Building up traditions
This 18th-century mental bent was shared by many clinical investigators. They participated in the endeavours and communicated results in an informal network between various cities. It culminated in a textbook by William Black (b.1749), a London dispensary physician, entitled Arithmetical and medical analysis of the diseases and mortality of the human species (Black, 1789). Yet, the new numerical approach was also criticised 11 : by 1800, this sketchy probabilistic Evaluation Science, this 18th-century ‘Evidence-Based Medicine (EBM)’ which I have mentioned earlier in this series,a had to compete, in research methods, with clinical and pathological observation and description (Description Science), laboratory experiments (Explanation Science), the study of medical classics (still!), and in practice – as always – with dogmatic routine and fashions. 5
Clinical arithmetic continued in the early 19th century. In 1819, Sir Gilbert Blane (b.1749), a former naval physician, now a distinguished Fellow of the Royal Society, Gulstonian Lecturer, Baronet (and later Physician in Ordinary to two kings), summarised the insights he had gained during his experience in various walks of life. At the age of 70, he published an account of it in his Elements of medical logick in terms of a typical British compromise between two epistemic camps, the rationalists and the empiricists. It was a plea for rational empiricism as we would define it: [Rationalism and empiricism] ought not to be regarded as adversaries, but as allies, and … good sense will consist in … fairly appreciating which is due to each. This is a compromise. And further: It is only by a sort of arithmetical computation, founded upon large averages, that truth can be ascertained; and hence the danger of founding a general practice on the experience of a single case, or a few cases [be avoided]. (Blane, 1819, pp. 200, 208)
And a decade later, Tweedy J Todd (b.1789) an Edinburgh MD and former naval surgeon, made the tradition explicit, although he entitled his book The book of analysis or a new (my italics) method of experience… (Todd, 1831) to encourage physicians and scientists to apply the Baconian experimental method. Both authors propagated various complicated tables for clinical signs and results of different treatments to be compared as ‘an easier, a surer method’ for obtaining a better use of experience (Alcock, 1823, pp. 85, 93, 95, 99, 100; Todd, 1831, pp. 86–104, 162–163, 184). Alcock repeated 18th-century positions when writing in 1823 that tables may be constructed so as to exhibit the general result of all the cases of diseases which have fallen under the student’s observation […]. The advantages thus obtained, by enabling the student to generalize the facts, to compare the result of various modes of treatment, […] are too obvious to be dwelt upon. (Alcock, 1823, p. 99)

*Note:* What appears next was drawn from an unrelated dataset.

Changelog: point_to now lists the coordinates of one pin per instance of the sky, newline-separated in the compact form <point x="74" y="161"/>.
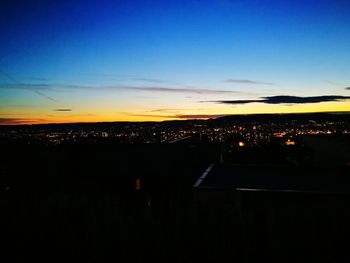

By 1830, the movement found a second textbook-like summary in Francis Bisset Hawkins’s Elements of Medical Statistics (1829). In this updated book in English on medical statistics, the young London physician (b.1796) had delivered its contents as the Royal College of Physicians’ Gulstonian Lecturer of the previous year. He summarised the status quo as follows: Statistics has become the key to several sciences. […] And there is reason to believe that a careful cultivation of it, in reference to the natural history of man in health and disease, would materially assist the completion of a philosophy [science] of medicine […] Medical statistics affords the most convincing proofs of the efficacy of medicine. [And he specified:] If we form a statistical comparison of fever treated by art, with the results of fever consigned to the care of nature, we shall derive an indisputable conclusion in favour of our profession. (Hawkins, 1829, pp. 2–3)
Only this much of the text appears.